Have you seen or heard the ads for men going through divorce? I’ve seen and heard quite a few ads directed at men who are going through divorce. It is interesting and a bit odd to me, because not all men have the same concerns any more than all people going through a divorce have the same concerns. In my experience, it is more likely that a Dad in divorce will have the same concerns as other Dads.
I see some common threads for Dads when I meet with them. Some of the questions come up in our initial consultation and others are asked more as we move into the finer points of the divorce process. Here are three of the questions that I see often in my office.
1) How often will I get to see my kids? I have had very few, if any, dads in divorce who did not want to see their kids after the divorce. The Texas Family Code has two things that I like to point out: 1) If you and Mom can agree to a schedule that works for you – make it work. The Standard Possession Schedule applies if you can’t agree to something else. 2) On the chance that you can’t agree or things will change, the Standard Possession Schedule includes options to extend the weekends quite a bit from Thursday through Monday morning. You can make your choices before your divorce is final and your choices will be in your divorce decree.
2) How is child support determined? Child support is based on your net monthly income. The Family Code includes a list of permitted deductions from your paycheck to allow us to figure out your monthly income and a chart. And, the amount that you pay for health insurance for your children is credited when we are figuring out that monthly income.

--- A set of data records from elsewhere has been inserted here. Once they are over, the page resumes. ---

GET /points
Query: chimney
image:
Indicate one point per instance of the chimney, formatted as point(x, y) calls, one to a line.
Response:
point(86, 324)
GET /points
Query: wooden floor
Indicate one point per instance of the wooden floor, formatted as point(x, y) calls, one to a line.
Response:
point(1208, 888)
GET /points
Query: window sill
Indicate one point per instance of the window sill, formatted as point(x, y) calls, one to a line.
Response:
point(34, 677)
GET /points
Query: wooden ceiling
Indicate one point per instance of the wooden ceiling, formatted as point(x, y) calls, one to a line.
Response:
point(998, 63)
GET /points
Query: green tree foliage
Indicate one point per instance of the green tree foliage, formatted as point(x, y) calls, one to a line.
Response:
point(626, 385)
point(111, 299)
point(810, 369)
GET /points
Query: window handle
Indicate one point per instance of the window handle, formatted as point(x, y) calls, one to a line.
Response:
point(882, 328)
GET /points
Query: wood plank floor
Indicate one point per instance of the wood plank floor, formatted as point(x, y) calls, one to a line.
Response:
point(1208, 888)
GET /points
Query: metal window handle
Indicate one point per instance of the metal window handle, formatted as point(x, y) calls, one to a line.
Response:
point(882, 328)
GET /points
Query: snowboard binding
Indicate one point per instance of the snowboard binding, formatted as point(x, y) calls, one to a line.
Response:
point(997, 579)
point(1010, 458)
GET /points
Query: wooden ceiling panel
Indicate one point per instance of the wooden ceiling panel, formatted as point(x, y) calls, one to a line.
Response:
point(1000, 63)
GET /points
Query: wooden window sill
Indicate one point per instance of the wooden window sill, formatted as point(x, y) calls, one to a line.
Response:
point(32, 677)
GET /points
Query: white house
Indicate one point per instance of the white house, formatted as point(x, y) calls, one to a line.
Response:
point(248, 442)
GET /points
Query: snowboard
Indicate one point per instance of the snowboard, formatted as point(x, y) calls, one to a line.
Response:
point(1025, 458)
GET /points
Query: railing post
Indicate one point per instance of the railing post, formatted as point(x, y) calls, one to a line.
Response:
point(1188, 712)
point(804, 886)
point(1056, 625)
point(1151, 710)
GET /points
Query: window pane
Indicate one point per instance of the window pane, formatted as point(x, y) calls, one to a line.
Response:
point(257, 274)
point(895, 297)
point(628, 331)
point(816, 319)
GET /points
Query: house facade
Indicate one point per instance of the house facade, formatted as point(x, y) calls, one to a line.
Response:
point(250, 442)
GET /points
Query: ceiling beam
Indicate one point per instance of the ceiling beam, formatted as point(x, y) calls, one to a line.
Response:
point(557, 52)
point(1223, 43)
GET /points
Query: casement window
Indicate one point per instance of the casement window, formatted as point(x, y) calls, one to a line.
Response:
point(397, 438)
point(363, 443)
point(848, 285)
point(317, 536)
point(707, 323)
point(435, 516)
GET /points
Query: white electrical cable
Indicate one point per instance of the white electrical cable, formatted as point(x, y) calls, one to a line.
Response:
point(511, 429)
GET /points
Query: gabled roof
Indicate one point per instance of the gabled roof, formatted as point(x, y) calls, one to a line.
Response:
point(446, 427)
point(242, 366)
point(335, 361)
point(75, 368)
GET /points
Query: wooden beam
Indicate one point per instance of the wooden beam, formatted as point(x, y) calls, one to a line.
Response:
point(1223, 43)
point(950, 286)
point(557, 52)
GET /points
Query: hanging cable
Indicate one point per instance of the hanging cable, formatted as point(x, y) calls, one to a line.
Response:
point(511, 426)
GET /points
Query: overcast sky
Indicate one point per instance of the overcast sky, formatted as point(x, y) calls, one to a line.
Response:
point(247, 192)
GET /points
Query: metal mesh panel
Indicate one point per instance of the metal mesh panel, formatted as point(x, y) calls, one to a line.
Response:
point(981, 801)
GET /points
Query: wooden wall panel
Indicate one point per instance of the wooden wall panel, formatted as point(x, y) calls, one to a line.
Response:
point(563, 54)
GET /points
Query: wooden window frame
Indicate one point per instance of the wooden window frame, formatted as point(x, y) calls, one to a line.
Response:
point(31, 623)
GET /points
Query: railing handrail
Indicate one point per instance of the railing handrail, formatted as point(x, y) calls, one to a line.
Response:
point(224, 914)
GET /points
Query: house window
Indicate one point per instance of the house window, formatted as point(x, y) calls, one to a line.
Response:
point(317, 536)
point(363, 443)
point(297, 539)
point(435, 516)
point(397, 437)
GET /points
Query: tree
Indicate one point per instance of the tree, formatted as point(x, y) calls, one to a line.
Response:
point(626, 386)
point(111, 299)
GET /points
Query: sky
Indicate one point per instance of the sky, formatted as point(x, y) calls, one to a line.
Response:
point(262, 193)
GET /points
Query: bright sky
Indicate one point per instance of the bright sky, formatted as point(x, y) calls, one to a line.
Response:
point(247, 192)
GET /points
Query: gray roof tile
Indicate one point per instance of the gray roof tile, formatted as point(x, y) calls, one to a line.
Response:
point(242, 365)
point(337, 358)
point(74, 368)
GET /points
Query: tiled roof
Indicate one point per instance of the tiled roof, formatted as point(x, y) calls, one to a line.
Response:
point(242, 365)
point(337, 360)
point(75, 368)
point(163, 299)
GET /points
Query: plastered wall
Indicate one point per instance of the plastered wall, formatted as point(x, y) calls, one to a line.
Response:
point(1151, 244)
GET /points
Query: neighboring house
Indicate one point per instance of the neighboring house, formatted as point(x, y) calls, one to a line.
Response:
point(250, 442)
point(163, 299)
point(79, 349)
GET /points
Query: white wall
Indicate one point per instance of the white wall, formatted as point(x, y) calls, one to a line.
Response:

3) If I’m paying child support and my income changes, either increases or decreases, how is child support changed? This question is a little more tricky and your situation should probably be talked over with a lawyer if you are in this spot. If your income increases, your child support can change either by a motion filed by your ex, or by the Office of the Attorney General. Your child support can increase if three years has passed and the Office of the Attorney General asks you to provide proof of your current income. If your income decreases, this can raise the question of why your income decreased and was it purposely. If you are underemployed or unemployed to avoid child support, the Court will likely take some steps to set an appropriate child support and you may face other consequences. If your income decreases for other reasons, child support can be modified by a motion in court.